Same lady sent a solicitation email for the library to purchase her novel. Most solicitations I get are self-pubbed, too narrow in interest, or look awful. That lady - forgot who - is published with Agora, which is a subsidiary (partner?) of Polis. I order her book and was scrolling through both publisher lists and figured to try this one out.
When I got this novel and started reading I realized this is the second of the series. Damn it. I prefer to start with the first in a series. Oh, well.
Lily Wong is the of a North Dakota dad and a Hong Kong mother. They all live in Los Angeles but are absent Lily's murdered sister who was killed 4-5 years ago. North Dakota runs a Chinese restaurant and Hong Kong runs a branch of her controlling father's business that does Big Shot Money Stuff For Big Shots. Mid-twenties Lily doesn't do much of anything. Sure, she does some web consulting and marketing type stuff but she mostly spends her time kung fu-ing, karate-ing, and training to fight with traditional weapons. After her sister's rape and murder Lily has dedicated her time to kicking ass and taking names of sex traffickers and other despicable people.

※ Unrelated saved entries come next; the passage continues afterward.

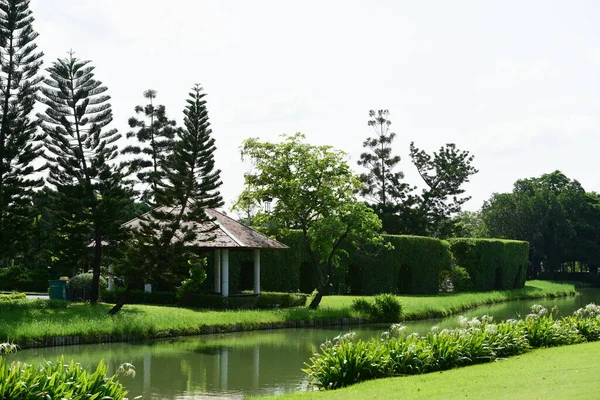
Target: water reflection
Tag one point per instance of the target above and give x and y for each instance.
(245, 364)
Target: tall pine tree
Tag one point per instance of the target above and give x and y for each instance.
(19, 144)
(81, 155)
(155, 132)
(383, 186)
(191, 185)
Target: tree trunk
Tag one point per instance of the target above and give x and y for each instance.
(123, 299)
(94, 295)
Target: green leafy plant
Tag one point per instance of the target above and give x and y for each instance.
(59, 380)
(385, 307)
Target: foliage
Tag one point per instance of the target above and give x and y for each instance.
(476, 340)
(554, 214)
(383, 187)
(468, 224)
(80, 286)
(385, 307)
(313, 189)
(19, 140)
(492, 264)
(444, 174)
(18, 277)
(197, 277)
(80, 153)
(190, 185)
(59, 380)
(156, 140)
(413, 266)
(12, 296)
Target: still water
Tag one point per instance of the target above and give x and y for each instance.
(237, 365)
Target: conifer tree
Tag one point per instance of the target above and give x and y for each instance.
(191, 185)
(156, 138)
(383, 187)
(19, 143)
(81, 154)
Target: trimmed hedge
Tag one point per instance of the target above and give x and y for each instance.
(493, 264)
(413, 266)
(24, 279)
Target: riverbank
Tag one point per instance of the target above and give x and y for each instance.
(41, 323)
(568, 372)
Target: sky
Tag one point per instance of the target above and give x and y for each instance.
(516, 83)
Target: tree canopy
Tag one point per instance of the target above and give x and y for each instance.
(314, 190)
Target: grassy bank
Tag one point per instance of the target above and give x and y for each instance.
(569, 372)
(27, 321)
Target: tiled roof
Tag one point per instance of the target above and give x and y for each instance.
(223, 233)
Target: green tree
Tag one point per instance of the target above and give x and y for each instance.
(554, 214)
(444, 174)
(468, 224)
(81, 155)
(383, 187)
(191, 184)
(313, 190)
(19, 143)
(155, 133)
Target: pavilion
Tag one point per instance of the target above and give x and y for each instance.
(224, 234)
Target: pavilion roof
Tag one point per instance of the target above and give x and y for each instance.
(221, 233)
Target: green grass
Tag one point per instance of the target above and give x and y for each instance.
(569, 372)
(25, 320)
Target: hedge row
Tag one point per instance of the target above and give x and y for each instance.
(412, 267)
(493, 264)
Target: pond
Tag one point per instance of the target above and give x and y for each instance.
(238, 365)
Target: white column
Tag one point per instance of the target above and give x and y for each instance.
(217, 270)
(256, 271)
(225, 273)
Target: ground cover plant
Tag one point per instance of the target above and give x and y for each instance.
(567, 372)
(345, 361)
(25, 321)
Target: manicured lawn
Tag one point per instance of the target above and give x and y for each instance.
(24, 320)
(568, 372)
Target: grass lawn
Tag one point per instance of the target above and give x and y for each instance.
(24, 320)
(568, 372)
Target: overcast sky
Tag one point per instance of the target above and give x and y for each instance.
(513, 82)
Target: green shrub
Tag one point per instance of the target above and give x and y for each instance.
(12, 296)
(80, 286)
(24, 279)
(413, 266)
(58, 380)
(385, 307)
(492, 264)
(346, 361)
(461, 280)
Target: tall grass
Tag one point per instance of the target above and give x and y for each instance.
(344, 361)
(24, 320)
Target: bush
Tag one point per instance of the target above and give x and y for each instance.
(12, 296)
(80, 286)
(493, 264)
(461, 280)
(385, 307)
(58, 380)
(23, 279)
(477, 340)
(413, 266)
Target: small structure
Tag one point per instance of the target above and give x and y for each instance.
(224, 234)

Anyhoo. Lily is quite petite and gets around town on her bike, bus, or Ubers (Lyft?). She volunteers with a couple shelters for people escaping sex trafficking or leaving prostitution work. Lily is on a revenge, mourning, and blame-herself-kick. She needlessly puts herself in harm's way and does so for complete strangers as she tracks down runaways and sex trafficking victims.
Subplot has Lily hiding all her undercover investigations and fistfights from her loving family. The loving family, meanwhile, is having stress as the controlling Hong Kong Father is coming for a family/work visit and Lily's mother is stressing.
1. I enjoyed the novel.
2. Eldridge sounds to be super-duper kung-fuey herself and I think she writes well about the skills and training. I read some authors who get way too detailed in the lingo and language of martial arts. Eldridge writes clear action scenes describing Lily's physical actions in both training and fighting. I understood what was happening and the fight scenes read quickly with no clunky. There was no, "I did a [lingo] into a [lingo] and hit him with a [lingo] an back into a [lingo]."
3.Third novel comes out this fall. I'll likely read it. Unless I forget. Which is entirely possible.